Dağ ve Tavşan misâli, tavşan dağa darılırsa, dağa hiçbir te’siri olmaz. Ama, dağ tavşan’a darılırsa tavşan sığınacak bir yer bulamaz. Bakalım, bundan sonra hasta bir ruhun hezeyanlarını ifade edebilecek bir yer bulabilecek misin? 

Değer’li Ertuğrul Kardeşim. 24.01.2018, saat 03.18 i’tibâriyle yaptığınız yorum’da, “Mason’lara tam destek, Müslüman’lara ise köstek. Anlayabilen beri gelsin,” buyurmuşsunuz. Kimi, kimleri kastettiğinizi anlayamadım. Tavzihe muhtaç lütfederseniz, fikirlerimizi ser’edebiliriz. 

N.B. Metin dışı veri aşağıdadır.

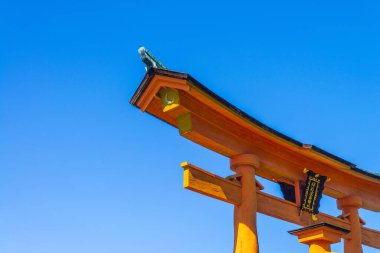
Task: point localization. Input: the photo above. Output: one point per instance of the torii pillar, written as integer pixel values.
(246, 240)
(350, 207)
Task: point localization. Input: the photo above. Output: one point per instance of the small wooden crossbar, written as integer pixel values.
(206, 183)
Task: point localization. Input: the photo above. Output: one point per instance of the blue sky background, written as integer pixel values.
(81, 170)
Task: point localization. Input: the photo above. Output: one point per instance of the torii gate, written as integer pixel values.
(256, 149)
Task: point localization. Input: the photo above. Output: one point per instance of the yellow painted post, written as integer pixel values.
(246, 240)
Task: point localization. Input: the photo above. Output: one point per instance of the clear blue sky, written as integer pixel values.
(81, 170)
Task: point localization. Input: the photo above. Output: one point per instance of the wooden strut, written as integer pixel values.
(206, 183)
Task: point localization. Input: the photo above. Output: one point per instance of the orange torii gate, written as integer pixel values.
(256, 149)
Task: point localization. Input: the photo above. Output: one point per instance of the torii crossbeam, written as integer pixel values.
(256, 149)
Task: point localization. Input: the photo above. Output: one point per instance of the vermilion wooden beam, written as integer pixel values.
(206, 119)
(204, 182)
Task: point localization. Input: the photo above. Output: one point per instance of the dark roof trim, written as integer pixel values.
(153, 71)
(323, 224)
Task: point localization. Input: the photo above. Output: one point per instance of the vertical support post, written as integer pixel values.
(350, 206)
(246, 240)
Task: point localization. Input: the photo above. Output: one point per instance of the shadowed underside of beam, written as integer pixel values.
(206, 183)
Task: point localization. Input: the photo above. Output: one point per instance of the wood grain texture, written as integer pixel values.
(206, 183)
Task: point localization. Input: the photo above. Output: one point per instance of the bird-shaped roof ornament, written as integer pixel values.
(149, 60)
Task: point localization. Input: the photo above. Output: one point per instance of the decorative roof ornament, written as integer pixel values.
(149, 60)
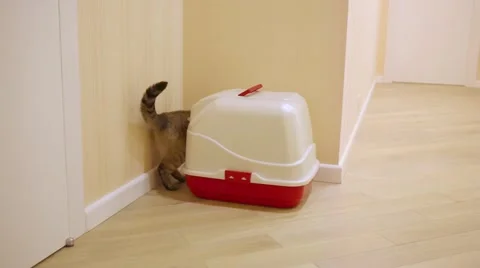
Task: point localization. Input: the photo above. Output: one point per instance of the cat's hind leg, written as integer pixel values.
(165, 174)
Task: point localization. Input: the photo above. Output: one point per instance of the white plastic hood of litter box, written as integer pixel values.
(266, 133)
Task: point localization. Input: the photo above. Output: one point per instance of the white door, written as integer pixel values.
(428, 41)
(33, 194)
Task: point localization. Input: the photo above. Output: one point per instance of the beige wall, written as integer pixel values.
(124, 46)
(361, 61)
(478, 68)
(382, 36)
(285, 45)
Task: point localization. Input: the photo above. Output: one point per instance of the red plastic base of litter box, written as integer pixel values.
(248, 193)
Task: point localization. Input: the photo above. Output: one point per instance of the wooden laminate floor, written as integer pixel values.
(410, 198)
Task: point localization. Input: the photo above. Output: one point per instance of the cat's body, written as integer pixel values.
(170, 134)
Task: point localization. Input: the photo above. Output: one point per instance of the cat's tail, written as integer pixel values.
(147, 106)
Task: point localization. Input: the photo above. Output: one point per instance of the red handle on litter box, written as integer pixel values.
(251, 90)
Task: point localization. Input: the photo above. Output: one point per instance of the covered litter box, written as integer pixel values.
(252, 147)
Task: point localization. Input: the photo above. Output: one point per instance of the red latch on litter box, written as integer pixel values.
(238, 176)
(250, 90)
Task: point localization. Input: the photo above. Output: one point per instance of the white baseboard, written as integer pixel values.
(329, 173)
(111, 203)
(363, 110)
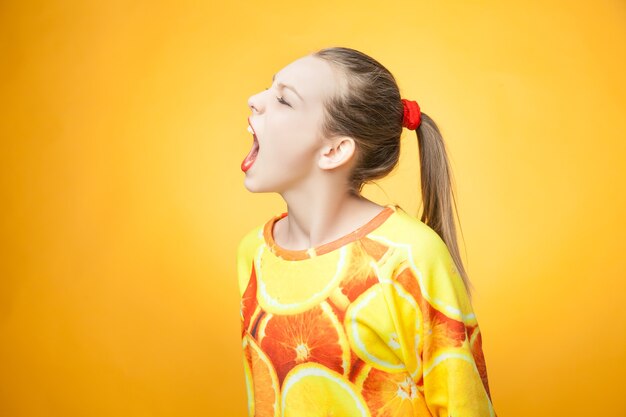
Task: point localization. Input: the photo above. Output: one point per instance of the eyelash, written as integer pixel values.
(281, 100)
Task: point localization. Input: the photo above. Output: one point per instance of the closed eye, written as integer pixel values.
(281, 100)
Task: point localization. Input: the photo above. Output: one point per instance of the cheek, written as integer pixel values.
(295, 153)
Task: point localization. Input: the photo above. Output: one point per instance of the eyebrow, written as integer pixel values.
(287, 86)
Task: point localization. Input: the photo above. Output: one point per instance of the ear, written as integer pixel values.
(336, 153)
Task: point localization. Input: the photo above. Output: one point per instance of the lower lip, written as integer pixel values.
(251, 157)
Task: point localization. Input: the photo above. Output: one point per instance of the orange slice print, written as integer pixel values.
(390, 394)
(477, 352)
(409, 281)
(248, 303)
(260, 375)
(313, 390)
(441, 332)
(359, 274)
(312, 336)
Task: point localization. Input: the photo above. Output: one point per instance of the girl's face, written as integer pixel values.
(286, 119)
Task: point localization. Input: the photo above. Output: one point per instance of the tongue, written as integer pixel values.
(251, 157)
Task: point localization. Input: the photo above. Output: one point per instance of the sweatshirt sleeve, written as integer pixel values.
(439, 339)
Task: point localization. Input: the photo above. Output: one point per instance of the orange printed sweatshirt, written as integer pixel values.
(375, 323)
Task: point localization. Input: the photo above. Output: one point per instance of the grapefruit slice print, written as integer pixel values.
(312, 336)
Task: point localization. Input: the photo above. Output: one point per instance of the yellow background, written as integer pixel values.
(123, 129)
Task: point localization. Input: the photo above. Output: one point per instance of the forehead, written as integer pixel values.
(312, 77)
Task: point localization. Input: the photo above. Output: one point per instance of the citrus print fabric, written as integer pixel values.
(376, 323)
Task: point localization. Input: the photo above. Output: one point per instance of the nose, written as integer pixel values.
(254, 103)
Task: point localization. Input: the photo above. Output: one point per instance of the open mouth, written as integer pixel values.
(254, 151)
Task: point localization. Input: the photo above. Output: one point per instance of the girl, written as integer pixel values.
(350, 308)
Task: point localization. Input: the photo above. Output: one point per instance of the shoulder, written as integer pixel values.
(249, 240)
(404, 229)
(418, 247)
(246, 250)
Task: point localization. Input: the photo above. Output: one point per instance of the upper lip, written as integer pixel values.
(250, 123)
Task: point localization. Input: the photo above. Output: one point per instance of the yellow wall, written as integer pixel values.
(123, 128)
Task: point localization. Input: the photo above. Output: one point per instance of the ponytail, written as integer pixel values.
(437, 192)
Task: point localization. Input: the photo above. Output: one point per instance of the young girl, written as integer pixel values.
(350, 308)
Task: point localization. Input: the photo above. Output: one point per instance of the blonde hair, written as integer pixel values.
(367, 106)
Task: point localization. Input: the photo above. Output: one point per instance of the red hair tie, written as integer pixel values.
(412, 115)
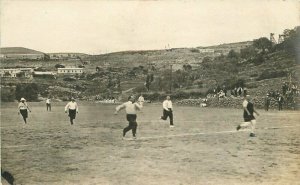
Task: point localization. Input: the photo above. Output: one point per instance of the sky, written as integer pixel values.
(99, 26)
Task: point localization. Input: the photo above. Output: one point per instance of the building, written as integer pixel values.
(64, 56)
(21, 53)
(16, 72)
(206, 50)
(70, 70)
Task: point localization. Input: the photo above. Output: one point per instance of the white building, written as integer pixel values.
(13, 72)
(70, 70)
(206, 50)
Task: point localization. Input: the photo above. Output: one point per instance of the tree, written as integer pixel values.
(262, 43)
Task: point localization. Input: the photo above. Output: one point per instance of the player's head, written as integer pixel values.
(247, 97)
(23, 100)
(131, 98)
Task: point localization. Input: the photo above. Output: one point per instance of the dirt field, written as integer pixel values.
(203, 148)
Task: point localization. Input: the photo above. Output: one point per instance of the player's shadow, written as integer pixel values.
(8, 177)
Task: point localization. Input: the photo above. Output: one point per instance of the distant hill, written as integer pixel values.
(18, 50)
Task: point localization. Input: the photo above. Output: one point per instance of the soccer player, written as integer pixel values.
(249, 118)
(23, 107)
(267, 102)
(48, 104)
(72, 107)
(131, 107)
(141, 99)
(168, 111)
(280, 102)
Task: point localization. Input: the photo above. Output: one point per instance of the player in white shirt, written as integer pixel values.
(72, 108)
(131, 107)
(48, 104)
(23, 107)
(141, 99)
(168, 111)
(248, 115)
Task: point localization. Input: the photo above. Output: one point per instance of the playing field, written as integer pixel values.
(203, 148)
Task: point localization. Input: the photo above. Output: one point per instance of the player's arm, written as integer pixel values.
(67, 107)
(165, 106)
(76, 108)
(255, 112)
(139, 105)
(245, 108)
(28, 107)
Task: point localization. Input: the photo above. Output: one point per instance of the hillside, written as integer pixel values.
(195, 73)
(18, 50)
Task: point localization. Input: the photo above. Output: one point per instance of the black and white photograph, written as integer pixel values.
(150, 92)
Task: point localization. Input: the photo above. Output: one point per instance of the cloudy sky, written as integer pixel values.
(98, 26)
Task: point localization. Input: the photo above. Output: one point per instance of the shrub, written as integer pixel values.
(28, 91)
(271, 74)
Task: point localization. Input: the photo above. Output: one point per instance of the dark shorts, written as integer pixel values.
(72, 113)
(248, 118)
(24, 113)
(131, 117)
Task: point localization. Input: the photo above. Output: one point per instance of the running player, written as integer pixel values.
(72, 107)
(131, 107)
(23, 109)
(249, 118)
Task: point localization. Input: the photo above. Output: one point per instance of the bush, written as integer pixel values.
(271, 74)
(27, 91)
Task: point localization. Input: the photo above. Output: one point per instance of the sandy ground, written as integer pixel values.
(203, 148)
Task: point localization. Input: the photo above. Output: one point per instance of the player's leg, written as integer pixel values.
(134, 127)
(253, 123)
(165, 115)
(171, 118)
(129, 127)
(242, 125)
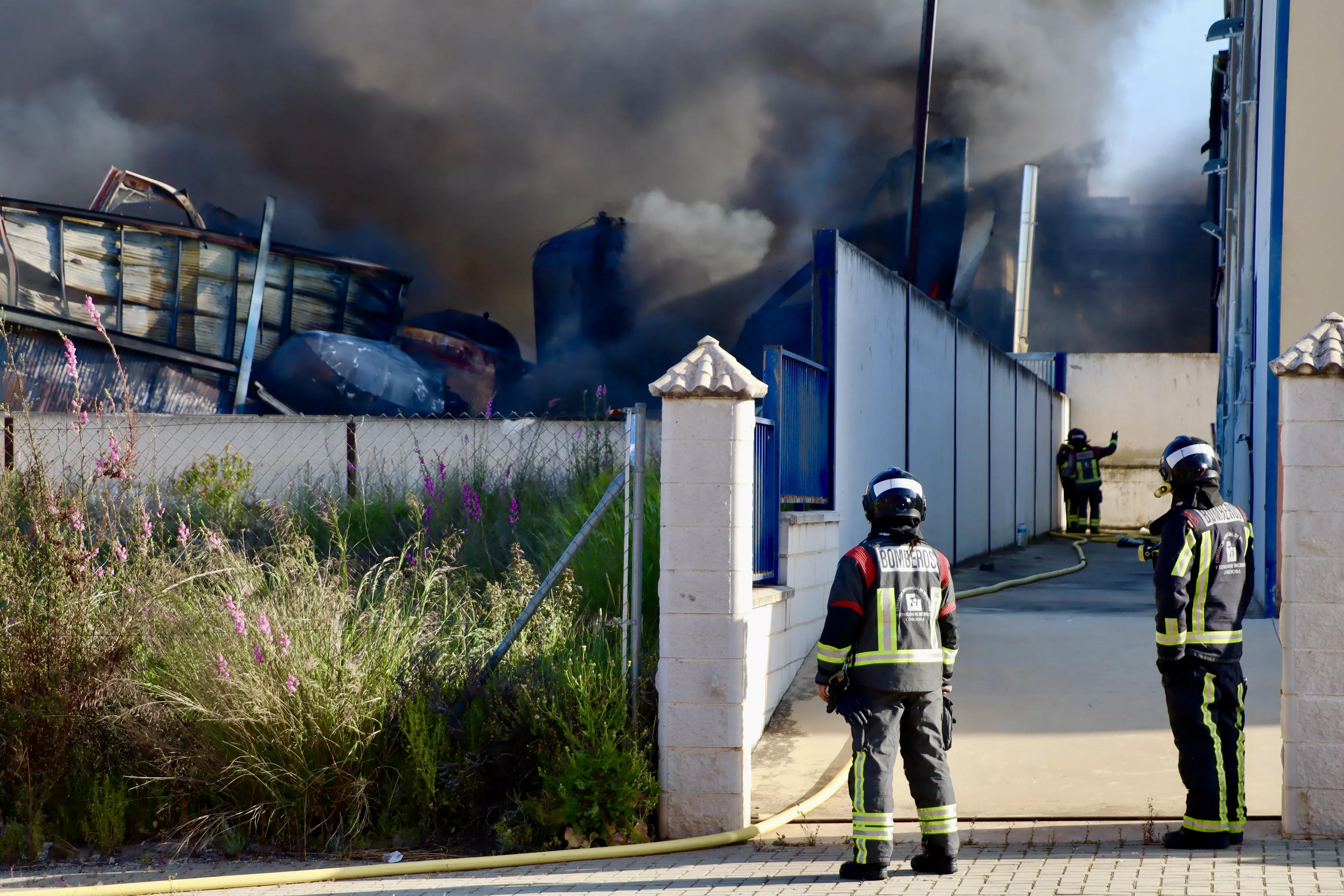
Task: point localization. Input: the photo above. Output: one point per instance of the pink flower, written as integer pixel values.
(72, 365)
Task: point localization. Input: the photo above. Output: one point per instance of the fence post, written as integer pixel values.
(351, 460)
(705, 592)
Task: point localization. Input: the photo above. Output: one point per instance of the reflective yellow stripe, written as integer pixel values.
(1173, 637)
(1214, 637)
(874, 657)
(1206, 557)
(937, 812)
(826, 653)
(1238, 821)
(1186, 555)
(1218, 750)
(1199, 824)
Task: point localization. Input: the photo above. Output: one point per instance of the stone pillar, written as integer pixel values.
(705, 592)
(1311, 580)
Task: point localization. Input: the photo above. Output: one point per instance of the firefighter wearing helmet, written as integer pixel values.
(1080, 473)
(1203, 581)
(885, 664)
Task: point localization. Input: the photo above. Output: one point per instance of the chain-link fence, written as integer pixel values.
(296, 456)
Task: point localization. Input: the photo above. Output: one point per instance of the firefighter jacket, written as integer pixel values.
(1084, 465)
(1203, 580)
(892, 620)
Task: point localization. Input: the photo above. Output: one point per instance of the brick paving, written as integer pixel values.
(1068, 859)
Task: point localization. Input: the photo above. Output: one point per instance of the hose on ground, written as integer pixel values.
(999, 586)
(475, 863)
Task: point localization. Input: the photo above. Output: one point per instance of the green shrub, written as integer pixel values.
(105, 827)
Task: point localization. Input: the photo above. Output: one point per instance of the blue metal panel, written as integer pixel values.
(800, 401)
(765, 555)
(972, 445)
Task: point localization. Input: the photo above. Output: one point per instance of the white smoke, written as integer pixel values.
(691, 246)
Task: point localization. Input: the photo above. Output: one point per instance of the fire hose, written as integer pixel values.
(476, 863)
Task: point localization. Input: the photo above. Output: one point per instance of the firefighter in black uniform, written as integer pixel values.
(1203, 581)
(1080, 467)
(885, 663)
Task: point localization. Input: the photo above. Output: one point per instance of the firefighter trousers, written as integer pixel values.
(1080, 502)
(1206, 703)
(913, 725)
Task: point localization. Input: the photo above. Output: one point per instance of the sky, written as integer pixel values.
(1159, 105)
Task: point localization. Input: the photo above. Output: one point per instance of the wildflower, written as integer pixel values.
(72, 365)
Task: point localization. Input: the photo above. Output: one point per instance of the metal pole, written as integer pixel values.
(1026, 246)
(921, 142)
(530, 610)
(625, 547)
(254, 308)
(636, 558)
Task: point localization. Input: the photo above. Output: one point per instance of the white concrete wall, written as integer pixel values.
(787, 618)
(1151, 399)
(982, 428)
(1312, 605)
(705, 602)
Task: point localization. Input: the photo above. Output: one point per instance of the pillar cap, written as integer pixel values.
(1322, 351)
(709, 373)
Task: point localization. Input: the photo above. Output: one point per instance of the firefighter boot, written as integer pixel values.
(863, 871)
(933, 860)
(1187, 839)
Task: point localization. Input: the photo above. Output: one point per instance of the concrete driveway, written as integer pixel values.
(1058, 703)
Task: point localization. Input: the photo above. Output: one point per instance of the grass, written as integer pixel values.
(185, 662)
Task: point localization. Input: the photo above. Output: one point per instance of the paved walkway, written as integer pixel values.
(1074, 859)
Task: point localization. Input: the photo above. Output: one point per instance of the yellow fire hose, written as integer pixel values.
(482, 863)
(476, 863)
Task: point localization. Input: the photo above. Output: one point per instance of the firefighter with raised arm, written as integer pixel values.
(1203, 580)
(885, 663)
(1080, 472)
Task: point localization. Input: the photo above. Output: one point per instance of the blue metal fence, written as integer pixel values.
(765, 561)
(800, 402)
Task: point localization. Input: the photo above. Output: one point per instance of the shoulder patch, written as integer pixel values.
(861, 555)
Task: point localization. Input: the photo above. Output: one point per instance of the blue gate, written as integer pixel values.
(765, 558)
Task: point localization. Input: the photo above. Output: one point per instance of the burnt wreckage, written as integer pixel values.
(175, 300)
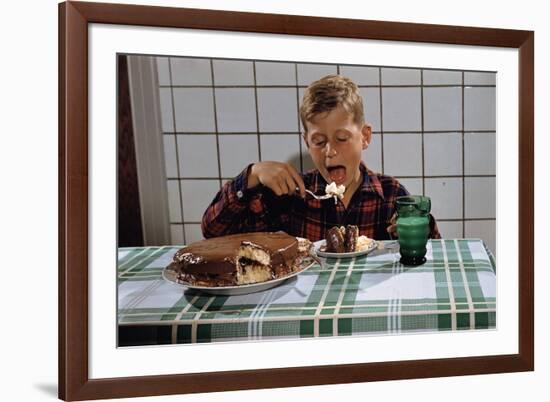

Aziz Osman Karaman Kardeşim. 25.01.2018, saat 12.26 i’tibariyle yaptığınız yorumun cevabıdır: 

Teslis ve şirk mevzu’unda, Yahûdî bezirganlara muknî cevaplar veremeyen, Hıristiyan rahip ve papaz’larının, her suale karşı, “Siz de Haz.İsâ’yı Çarmıh’a germiştiniz,” diye cevaplandırmaları gibi, büyük iddialarla ortaya atılıp, dağarcıklarında herhangi bir şeyleri bulunmayanların başvurdukları, iftira-bühtan ve hezeyanlarıdır. Dikkate almayınız. Hafif rüzgarlar, ulu yalçın kayalar’dan herhangi bir şey eksiltemezler. 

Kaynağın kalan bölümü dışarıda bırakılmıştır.